Since 1996, fourteen horses have died during or shortly after the race, which is often considered the key fixture in Britain’s horseracing calendar. Last year, eight year-old ‘Hear the Echo’ died near the end of the course. His death brought to eighty the total number of horses to have died at the Grand National.

Polling by YouGov on behalf of the League Against Cruel Sports shows that when informed about the number of deaths as a result of the Grand National, 65% said they believe officials should make changes to decrease the risk to horses with some 48% thinking that fences should be lowered and 28% thinking that the number of horses taking part should be reduced. Sixty per-cent of the public declare some interest in the race, according to the poll, with 32% watching and betting for money.
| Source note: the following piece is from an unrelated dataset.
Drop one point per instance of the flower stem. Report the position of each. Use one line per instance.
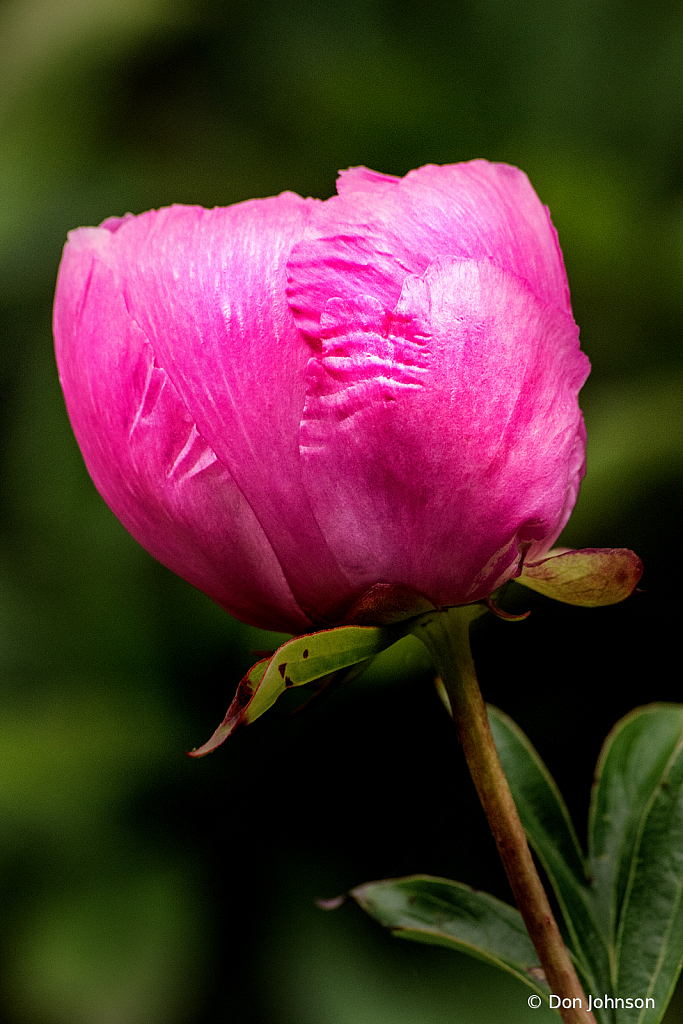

A spokesman for the League said that whilst the numbers of people having a flutter remain high, there are signs of concern about animal welfare. “Aintree will tell you that the welfare of horses is their number one concern, but the obvious truth is that profit will always come first. These polling figures show that only a small minority of the public think the current racecourse is acceptable in welfare terms.”

“If human participants in sports died at the rate suffered by horses in the Grand National, there would be outcry,” the spokesman said. “But somehow the beautiful and majestic creatures are seen as expendable resources, there to allow us to make a few quid when we hedge our bets. We need a change in approach which values their lives above the bookies’ profits.”

The League, which doesn’t call for a ban on horseracing but instead insists on welfare improvements, is asking its supporters to email Heineken chiefs to call on them to use their sponsorship power to call for improvements. John Smith’s Bitter, owned by Heineken, has sponsored the Grand National since 2005.